In the following, we are going to use the main object provided by nfstream, NFStreamer which have the following parameters:

  • source [default=None]: Packet capture source. Pcap file path or network interface name.
  • decode_tunnels [default=True]: Enable/Disable GTP/TZSP tunnels decoding.
  • bpf_filter [default=None]: Specify a BPF filter filter for filtering selected traffic.
  • promiscuous_mode [default=True]: Enable/Disable promiscuous capture mode.
  • snapshot_length [default=1500]: Control packet slicing size (truncation) in bytes.
  • idle_timeout [default=15]: Flows that are idle (no packets received) for more than this value in seconds are expired.
  • active_timeout [default=1800]: Flows that are active for more than this value in seconds are expired.
  • accounting_mode [default=0] : Specify the accounting mode that will be used to report bytes related features (0: Link layer, 1: IP layer, 2: Transport layer, 3: Payload).
  • udps [default=None]: Specify user defined NFPlugins used to extend NFStreamer.
  • n_dissections | [default=20]: Number of per flow packets to dissect for L7 visibility feature. When set to 0, L7 visibility feature is disabled.
  • statistical_analysis [default=False]: Enable/Disable post-mortem flow statistical analysis.
  • splt_analysis [default=0]: Specify the sequence of first packets length for early statistical analysis. When set to 0, splt_analysis is disabled.
  • n_meters [default=0]: Specify the number of parallel metering processes. When set to 0, NFStreamer will automatically scale metering according to available physical cores on the running host.
  • performance_report [default=0]: Performance report interval in seconds. Disabled whhen set to 0. Ignored for offline capture.
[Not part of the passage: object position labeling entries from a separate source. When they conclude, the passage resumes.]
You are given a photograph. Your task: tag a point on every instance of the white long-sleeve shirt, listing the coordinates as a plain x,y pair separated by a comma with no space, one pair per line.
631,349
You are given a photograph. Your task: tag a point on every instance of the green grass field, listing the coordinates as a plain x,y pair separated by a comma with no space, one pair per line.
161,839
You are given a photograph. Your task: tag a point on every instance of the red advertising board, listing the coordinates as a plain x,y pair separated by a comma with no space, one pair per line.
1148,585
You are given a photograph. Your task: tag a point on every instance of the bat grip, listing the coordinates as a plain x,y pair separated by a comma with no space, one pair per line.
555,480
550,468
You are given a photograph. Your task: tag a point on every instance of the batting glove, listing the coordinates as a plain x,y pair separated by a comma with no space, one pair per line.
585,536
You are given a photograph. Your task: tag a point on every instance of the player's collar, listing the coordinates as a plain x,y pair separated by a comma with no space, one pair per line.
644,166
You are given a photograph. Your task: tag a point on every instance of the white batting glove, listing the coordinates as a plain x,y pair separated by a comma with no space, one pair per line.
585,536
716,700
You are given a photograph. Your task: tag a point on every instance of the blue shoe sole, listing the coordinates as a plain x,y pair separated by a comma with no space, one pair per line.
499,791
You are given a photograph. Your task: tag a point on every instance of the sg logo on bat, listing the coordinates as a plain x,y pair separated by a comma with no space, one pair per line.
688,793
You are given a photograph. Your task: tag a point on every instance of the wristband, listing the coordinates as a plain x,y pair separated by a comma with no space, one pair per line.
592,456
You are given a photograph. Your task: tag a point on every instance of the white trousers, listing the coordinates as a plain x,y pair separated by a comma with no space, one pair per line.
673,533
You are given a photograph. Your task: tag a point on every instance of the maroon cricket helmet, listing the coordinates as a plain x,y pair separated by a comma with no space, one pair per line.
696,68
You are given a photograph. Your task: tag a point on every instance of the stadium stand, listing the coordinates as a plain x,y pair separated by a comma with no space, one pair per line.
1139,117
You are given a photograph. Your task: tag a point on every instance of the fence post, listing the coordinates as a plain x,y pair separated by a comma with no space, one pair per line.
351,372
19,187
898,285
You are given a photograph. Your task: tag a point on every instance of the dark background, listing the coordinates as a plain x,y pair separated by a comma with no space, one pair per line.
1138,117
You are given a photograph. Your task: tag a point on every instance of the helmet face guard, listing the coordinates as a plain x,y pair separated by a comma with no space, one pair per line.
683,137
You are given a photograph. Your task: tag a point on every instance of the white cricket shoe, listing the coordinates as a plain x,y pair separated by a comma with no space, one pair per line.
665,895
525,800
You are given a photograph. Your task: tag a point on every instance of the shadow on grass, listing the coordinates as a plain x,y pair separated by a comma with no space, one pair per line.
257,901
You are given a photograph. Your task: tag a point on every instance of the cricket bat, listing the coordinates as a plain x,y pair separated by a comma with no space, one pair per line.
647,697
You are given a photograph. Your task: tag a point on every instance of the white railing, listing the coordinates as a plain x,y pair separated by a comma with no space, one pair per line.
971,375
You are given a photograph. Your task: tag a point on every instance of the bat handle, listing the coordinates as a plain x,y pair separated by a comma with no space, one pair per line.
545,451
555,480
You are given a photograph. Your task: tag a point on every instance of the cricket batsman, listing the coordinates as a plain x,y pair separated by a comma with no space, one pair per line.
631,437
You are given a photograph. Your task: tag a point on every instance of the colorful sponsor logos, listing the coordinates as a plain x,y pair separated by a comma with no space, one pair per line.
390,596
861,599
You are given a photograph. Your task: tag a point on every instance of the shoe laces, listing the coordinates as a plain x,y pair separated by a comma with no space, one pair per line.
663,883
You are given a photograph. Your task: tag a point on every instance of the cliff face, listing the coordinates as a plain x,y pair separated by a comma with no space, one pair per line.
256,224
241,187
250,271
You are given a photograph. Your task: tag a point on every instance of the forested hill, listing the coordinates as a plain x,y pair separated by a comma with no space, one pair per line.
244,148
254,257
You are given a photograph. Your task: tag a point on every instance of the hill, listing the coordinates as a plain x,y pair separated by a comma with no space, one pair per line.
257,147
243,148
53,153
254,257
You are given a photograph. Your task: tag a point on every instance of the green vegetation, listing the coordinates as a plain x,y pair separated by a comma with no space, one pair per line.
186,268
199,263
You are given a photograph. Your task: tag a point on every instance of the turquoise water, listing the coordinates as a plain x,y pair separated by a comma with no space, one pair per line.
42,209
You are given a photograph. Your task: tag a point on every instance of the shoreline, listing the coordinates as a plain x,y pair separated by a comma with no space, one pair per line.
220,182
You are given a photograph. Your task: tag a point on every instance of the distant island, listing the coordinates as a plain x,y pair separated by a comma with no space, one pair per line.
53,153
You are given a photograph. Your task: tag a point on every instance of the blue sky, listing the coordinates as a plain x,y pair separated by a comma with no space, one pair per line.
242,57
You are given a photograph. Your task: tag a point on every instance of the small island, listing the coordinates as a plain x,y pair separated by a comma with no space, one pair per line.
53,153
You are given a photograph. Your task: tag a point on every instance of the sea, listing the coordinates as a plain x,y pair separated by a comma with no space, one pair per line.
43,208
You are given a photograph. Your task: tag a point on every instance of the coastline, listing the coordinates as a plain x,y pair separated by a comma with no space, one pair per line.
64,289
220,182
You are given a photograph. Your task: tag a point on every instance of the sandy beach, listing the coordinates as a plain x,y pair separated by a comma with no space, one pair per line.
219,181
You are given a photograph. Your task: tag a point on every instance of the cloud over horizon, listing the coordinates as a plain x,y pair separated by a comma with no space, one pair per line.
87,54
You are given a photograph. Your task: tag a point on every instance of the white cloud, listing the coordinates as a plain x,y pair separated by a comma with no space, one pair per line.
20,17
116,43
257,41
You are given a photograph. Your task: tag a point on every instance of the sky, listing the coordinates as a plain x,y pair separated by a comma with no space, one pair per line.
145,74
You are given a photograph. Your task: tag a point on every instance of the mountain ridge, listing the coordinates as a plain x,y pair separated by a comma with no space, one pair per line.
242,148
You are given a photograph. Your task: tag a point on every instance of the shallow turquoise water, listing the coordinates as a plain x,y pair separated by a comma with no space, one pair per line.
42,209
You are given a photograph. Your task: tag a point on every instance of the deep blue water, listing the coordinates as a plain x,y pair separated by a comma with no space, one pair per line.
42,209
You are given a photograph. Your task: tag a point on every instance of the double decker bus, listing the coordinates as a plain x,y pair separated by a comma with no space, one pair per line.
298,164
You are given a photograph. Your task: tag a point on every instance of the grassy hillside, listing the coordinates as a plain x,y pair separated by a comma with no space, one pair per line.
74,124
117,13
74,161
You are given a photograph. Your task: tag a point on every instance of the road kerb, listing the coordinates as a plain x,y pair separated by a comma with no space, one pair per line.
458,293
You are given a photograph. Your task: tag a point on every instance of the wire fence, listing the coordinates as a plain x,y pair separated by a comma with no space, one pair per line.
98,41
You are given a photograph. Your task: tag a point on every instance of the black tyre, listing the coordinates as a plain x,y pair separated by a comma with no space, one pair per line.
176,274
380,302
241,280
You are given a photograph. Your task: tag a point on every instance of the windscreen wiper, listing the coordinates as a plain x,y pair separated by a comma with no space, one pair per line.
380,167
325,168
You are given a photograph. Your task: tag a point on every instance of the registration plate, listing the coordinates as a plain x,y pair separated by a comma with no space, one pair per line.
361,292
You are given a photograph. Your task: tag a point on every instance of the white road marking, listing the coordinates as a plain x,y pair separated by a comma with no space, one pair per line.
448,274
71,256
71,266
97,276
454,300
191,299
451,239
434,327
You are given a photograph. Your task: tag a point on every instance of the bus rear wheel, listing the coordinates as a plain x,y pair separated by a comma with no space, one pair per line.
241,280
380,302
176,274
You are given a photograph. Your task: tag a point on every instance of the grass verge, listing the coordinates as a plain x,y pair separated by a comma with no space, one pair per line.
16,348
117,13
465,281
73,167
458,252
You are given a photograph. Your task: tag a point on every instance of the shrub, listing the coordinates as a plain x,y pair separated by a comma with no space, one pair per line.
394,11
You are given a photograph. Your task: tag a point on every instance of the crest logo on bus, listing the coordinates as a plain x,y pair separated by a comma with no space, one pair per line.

NFStreamer returns a flow iterator. We can iterate over flows or convert it directly to pandas Dataframe using to_pandas() method.

In [ ]:
df = NFStreamer(source="tests/pcap/instagram.pcap").to_pandas()
In [ ]:
df.head()

We can enable post-mortem statistical flow features extraction as follow:

In [ ]:
df = NFStreamer(source="tests/pcap/instagram.pcap", statistical_analysis=True).to_pandas()
In [ ]:
df.head()

We can enable early statistical flow features extraction as follow:

In [ ]:
df = NFStreamer(source="tests/pcap/instagram.pcap", splt_analysis=10).to_pandas()
In [ ]:
df.head()

We can enable IP anonymization as follow:

In [ ]:
df = NFStreamer(source="tests/pcap/instagram.pcap", 
                statistical_analysis=True).to_pandas(columns_to_anonymize=["src_ip", "src_mac", "dst_ip", "dst_mac"])
In [ ]:
df.head()

Now that we have our Dataframe, we can start analyzing our data as any data. For example we can compute additional features:

  • Compute data ratio on both direction (src2dst and dst2src)
In [ ]:
df["src2dst_bytes_data_ratio"] = df['src2dst_bytes'] / df['bidirectional_bytes']
df["dst2src_bytes_data_ratio"] = df['dst2src_bytes'] / df['bidirectional_bytes']
In [ ]:
df.head()
  • Filter data according to some criterias:
In [ ]:
df[df["dst_port"] == 443].head()

Extend nfstream

In some use cases, we need to add features that are computed as packet level. Thus, nfstream handles such scenario using NFPlugin.

  • Let's suppose that we want bidirectional packets with exact IP size equal to 40 counter per flow.
In [ ]:
class Packet40Count(NFPlugin):
    def on_init(self, pkt, flow): # flow creation with the first packet
        if pkt.ip_size == 40:
            flow.udps.packet_with_40_ip_size=1
        else:
            flow.udps.packet_with_40_ip_size=0
        
    def on_update(self, pkt, flow): # flow update with each packet belonging to the flow
        if pkt.ip_size == 40:
            flow.udps.packet_with_40_ip_size += 1
In [ ]:
df = NFStreamer(source="tests/pcap/google_ssl.pcap", udps=[Packet40Count()]).to_pandas()
In [ ]:
df.head()

Our Dataframe have a new column named udps.packet_with_40_ip_size.